Bones of the Barbary Coast by Daniel Hecht


  For Rev. Wallace, the answer to how God knows whom to bless and whom to banish was easily come by: "Why, those who have accepted Him into their hearts! Even a murderer, if he repents of his misdeeds, reads the Word, and accepts the Lord as his master, will be judged kindly. And even a lesser sinner, if he does not, must suffer damnation. That is why we are here, Sister Lydia, is it not? To preserve the multitudes from damnation by bringing them the Word that will save them?"

  Sister Gertrude and Rev. Smith and the others watched me warily, as if they sensed I would debate this point, and I could not help doing so, not out of contrariety but in honest puzzlement or curiosity.

  "But what of the Celestials?" I asked, for they were much on my mind; and I thought, too, of my sister, and of the wolf-man, who must be innocent of scripture but might be capable of kindness. "And other sorts of heathen, lacking good teaching? Would a Celestial who does not know of Christ, who has never read the Bible, yet has lived a virtuous and gentle life, be harshly judged? Through no fault except the land of his birth or the language of his parents—and those being God's own determinations?"

  "The Lord will make Himself known to them in His time. It is not ours to understand the ways of His will or His judgments."

  "Because," I went on urgently, heedless of the signals of danger, "would that not be a cruelty, to create a child with his destiny in Hell foreordained?
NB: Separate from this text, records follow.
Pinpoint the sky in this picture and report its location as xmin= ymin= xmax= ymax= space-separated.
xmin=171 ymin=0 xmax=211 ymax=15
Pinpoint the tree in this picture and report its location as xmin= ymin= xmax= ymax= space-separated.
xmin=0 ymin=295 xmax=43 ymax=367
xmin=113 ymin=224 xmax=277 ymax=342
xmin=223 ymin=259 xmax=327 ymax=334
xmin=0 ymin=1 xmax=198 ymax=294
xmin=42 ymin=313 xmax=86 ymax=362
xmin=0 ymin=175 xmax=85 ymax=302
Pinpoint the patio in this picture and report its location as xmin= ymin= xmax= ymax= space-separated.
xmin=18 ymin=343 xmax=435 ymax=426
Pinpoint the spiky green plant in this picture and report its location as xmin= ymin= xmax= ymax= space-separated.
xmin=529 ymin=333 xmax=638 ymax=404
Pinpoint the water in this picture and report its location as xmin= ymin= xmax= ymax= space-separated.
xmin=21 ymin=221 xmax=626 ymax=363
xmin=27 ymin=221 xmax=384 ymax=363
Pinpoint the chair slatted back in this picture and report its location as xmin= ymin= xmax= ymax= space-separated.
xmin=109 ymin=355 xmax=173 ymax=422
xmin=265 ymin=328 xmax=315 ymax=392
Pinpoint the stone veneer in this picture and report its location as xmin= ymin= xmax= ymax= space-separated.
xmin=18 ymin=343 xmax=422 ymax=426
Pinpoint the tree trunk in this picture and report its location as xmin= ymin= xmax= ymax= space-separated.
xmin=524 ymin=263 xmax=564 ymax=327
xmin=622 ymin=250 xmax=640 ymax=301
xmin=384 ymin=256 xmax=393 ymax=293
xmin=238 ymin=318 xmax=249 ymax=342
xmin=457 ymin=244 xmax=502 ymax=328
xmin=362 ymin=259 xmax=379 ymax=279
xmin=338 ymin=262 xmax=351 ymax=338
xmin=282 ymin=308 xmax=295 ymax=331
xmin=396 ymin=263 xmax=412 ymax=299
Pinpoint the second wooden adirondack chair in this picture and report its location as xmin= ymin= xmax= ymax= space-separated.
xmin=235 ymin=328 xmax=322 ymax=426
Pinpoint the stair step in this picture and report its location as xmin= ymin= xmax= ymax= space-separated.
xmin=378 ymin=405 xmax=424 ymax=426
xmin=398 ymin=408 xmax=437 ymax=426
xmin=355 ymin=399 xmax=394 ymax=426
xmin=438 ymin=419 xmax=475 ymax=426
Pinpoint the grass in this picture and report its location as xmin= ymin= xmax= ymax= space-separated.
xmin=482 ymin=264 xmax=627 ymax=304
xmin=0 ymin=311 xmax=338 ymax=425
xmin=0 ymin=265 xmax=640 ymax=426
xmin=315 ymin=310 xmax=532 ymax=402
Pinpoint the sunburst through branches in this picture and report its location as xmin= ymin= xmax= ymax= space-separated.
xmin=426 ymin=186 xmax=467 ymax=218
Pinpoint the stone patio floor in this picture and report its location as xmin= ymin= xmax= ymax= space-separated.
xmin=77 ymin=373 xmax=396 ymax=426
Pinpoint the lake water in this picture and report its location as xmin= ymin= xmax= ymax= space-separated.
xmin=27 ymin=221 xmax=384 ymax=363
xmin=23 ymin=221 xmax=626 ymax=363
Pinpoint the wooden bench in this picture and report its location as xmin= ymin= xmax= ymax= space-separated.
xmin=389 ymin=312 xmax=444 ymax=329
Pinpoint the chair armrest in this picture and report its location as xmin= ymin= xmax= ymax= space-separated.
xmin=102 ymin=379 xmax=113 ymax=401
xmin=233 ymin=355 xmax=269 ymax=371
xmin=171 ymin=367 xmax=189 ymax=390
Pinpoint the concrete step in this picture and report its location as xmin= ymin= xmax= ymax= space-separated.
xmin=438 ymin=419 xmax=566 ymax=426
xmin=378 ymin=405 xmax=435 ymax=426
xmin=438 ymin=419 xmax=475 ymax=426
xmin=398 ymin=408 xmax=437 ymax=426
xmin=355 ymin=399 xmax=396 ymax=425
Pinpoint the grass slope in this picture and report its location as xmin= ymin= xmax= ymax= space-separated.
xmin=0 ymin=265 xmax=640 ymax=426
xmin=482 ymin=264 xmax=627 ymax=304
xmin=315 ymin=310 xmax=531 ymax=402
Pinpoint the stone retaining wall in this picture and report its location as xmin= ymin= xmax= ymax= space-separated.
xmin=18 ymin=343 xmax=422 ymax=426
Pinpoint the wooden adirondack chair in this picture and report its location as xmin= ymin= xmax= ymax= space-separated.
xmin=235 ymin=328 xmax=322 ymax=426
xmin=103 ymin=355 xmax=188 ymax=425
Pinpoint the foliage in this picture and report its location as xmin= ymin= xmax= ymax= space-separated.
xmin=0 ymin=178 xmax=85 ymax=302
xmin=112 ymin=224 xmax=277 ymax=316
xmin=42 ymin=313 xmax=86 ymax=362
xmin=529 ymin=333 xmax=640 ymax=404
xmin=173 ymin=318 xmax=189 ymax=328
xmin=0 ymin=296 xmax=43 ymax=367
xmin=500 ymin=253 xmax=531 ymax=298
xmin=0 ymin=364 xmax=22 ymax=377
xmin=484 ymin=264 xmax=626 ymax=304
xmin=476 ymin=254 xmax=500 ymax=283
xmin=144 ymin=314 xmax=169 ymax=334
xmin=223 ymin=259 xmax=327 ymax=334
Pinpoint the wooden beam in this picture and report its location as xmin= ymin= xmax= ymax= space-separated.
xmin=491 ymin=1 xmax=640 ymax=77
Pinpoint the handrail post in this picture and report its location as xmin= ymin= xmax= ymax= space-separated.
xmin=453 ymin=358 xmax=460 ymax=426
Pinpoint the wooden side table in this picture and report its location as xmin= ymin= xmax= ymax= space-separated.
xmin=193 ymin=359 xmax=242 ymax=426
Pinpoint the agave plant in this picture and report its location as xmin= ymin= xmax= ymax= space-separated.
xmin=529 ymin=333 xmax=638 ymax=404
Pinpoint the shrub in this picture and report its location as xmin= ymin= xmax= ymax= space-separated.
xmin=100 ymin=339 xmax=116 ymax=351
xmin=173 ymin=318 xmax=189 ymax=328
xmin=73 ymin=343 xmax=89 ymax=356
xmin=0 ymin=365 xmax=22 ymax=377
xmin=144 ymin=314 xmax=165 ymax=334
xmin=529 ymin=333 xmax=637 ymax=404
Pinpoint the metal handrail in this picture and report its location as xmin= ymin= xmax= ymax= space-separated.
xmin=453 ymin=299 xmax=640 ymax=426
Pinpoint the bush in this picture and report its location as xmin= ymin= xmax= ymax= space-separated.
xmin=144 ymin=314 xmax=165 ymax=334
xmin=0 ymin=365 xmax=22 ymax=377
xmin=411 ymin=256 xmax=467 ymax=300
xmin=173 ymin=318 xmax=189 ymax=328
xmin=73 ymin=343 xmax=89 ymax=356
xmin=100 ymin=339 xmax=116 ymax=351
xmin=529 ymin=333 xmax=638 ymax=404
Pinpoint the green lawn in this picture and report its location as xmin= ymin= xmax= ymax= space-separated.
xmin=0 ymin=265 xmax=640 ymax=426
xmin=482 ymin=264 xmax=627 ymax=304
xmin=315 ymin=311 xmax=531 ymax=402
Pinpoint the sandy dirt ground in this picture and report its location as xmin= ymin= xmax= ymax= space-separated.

We do know the Lord asks kindness of us, do we not? I cannot believe Jesus intended his injunction to kindness as . . . as merely bait on a hook, to draw people with our little mercies so that they will swallow the Bible! It seems to me that we are here as instruments of His mercy, in the here and now. If we are kind, isn't it simply the Lord being kind through our actions? Could not that be the sum of it—that He is using our hands to help render His intent on Earth, now, today?"

  Another time, his glare would have melted me on the spot. But strangely, the trials of my last weeks must have fortified me in some way, for I endured his fierce gaze and barely flinched.
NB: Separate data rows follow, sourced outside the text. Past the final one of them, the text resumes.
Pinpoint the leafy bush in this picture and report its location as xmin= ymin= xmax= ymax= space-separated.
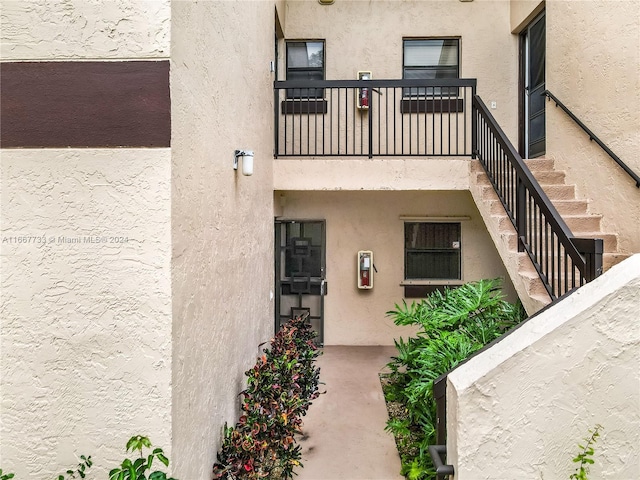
xmin=109 ymin=435 xmax=176 ymax=480
xmin=213 ymin=317 xmax=320 ymax=480
xmin=56 ymin=455 xmax=93 ymax=480
xmin=384 ymin=279 xmax=525 ymax=480
xmin=0 ymin=435 xmax=177 ymax=480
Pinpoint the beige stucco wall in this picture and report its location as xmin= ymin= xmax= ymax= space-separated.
xmin=546 ymin=0 xmax=640 ymax=253
xmin=0 ymin=0 xmax=170 ymax=61
xmin=0 ymin=0 xmax=172 ymax=478
xmin=0 ymin=149 xmax=171 ymax=478
xmin=273 ymin=158 xmax=469 ymax=190
xmin=171 ymin=1 xmax=274 ymax=480
xmin=509 ymin=0 xmax=545 ymax=33
xmin=276 ymin=191 xmax=515 ymax=345
xmin=447 ymin=255 xmax=640 ymax=480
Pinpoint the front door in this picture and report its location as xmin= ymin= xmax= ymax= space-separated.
xmin=520 ymin=12 xmax=546 ymax=158
xmin=275 ymin=219 xmax=327 ymax=346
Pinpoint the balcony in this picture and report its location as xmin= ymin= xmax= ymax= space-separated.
xmin=274 ymin=79 xmax=476 ymax=158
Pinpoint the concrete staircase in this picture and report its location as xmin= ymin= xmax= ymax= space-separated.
xmin=470 ymin=158 xmax=627 ymax=314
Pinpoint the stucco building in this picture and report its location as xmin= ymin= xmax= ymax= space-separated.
xmin=0 ymin=0 xmax=640 ymax=480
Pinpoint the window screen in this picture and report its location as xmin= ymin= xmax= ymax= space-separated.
xmin=402 ymin=39 xmax=460 ymax=96
xmin=287 ymin=41 xmax=324 ymax=98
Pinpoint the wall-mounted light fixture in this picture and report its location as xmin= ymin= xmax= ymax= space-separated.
xmin=233 ymin=150 xmax=253 ymax=176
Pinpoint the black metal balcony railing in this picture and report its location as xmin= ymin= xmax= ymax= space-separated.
xmin=274 ymin=79 xmax=476 ymax=158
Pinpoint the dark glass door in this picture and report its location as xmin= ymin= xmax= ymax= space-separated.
xmin=275 ymin=220 xmax=327 ymax=345
xmin=523 ymin=12 xmax=546 ymax=158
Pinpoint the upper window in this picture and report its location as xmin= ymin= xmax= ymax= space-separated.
xmin=287 ymin=40 xmax=324 ymax=98
xmin=404 ymin=222 xmax=462 ymax=280
xmin=402 ymin=38 xmax=460 ymax=96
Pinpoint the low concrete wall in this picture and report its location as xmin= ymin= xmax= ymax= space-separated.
xmin=447 ymin=255 xmax=640 ymax=480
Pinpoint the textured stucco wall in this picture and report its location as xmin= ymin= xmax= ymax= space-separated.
xmin=447 ymin=255 xmax=640 ymax=480
xmin=0 ymin=149 xmax=171 ymax=478
xmin=276 ymin=191 xmax=516 ymax=345
xmin=273 ymin=157 xmax=469 ymax=190
xmin=546 ymin=0 xmax=640 ymax=253
xmin=0 ymin=0 xmax=170 ymax=61
xmin=280 ymin=0 xmax=518 ymax=139
xmin=0 ymin=0 xmax=172 ymax=478
xmin=509 ymin=0 xmax=544 ymax=33
xmin=171 ymin=1 xmax=274 ymax=480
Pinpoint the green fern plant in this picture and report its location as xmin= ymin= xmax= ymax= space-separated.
xmin=385 ymin=279 xmax=525 ymax=480
xmin=569 ymin=424 xmax=604 ymax=480
xmin=109 ymin=435 xmax=176 ymax=480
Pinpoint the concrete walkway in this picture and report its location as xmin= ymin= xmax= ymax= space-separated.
xmin=296 ymin=346 xmax=404 ymax=480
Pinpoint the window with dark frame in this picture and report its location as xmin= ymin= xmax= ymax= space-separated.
xmin=402 ymin=38 xmax=460 ymax=97
xmin=286 ymin=40 xmax=325 ymax=99
xmin=404 ymin=222 xmax=462 ymax=280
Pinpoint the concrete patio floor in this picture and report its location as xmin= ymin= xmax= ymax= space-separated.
xmin=296 ymin=346 xmax=404 ymax=480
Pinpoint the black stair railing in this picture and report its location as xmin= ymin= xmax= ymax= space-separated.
xmin=473 ymin=95 xmax=603 ymax=300
xmin=542 ymin=90 xmax=640 ymax=188
xmin=274 ymin=79 xmax=476 ymax=158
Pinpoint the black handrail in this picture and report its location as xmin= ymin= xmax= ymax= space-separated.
xmin=473 ymin=95 xmax=602 ymax=301
xmin=542 ymin=90 xmax=640 ymax=188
  Still, I was glad that Deacon Skinner interceded for me. "Sister Lydia has raised an important point, I think. Whether in the end it is Virtue or Belief we should really strive for, and whether God might not already and continuously work His judgments and mercies through the little, daily works of our hands."

  Rev. Wallace brought the hot blue bolt of his gaze to bear on Deacon Skinner then, which the deacon returned with neither defiance nor undue humility. After a moment, Rev. Wallace turned to the others and told them drily, "Sister Lydia is a gentle and inquiring spirit. But one might suggest she leave such complex questions to men of religious authority and content herself with those same little, daily works. Which would not tax her so and for which a woman is, after all, so much better suited."

  I was suitably chastened, and remembered that at this juncture, of all times, I must not stand out or give anyone cause to doubt me. As if to drive the point home, the bell tinkled a moment later, and I looked up to see what I feared most, a dapper figure in a striped suit and bowler hat standing in the doorway. For an instant I did actually go into a faint, collapsing briefly against Sister Gertrude.

  But it was not Percy. It was only a salesman, with a kit of kitchen wares he hoped the mission might want. We declined and sent him on his way, but afterward I was overcome with nausea and had to lie down for a time. I knew I could not wait any longer, but must go to Margaret again, whatever may happen and whatever I might learn.

  THURSDAY, JUNE 27, 1889

  No, it is after midnight, so it is Friday morning. Once again I am sleepless and writing by lamplight. I have been to Margaret's at last. I have learned some dreadful facts. All the world is changed, yet I cannot name the nature of the change.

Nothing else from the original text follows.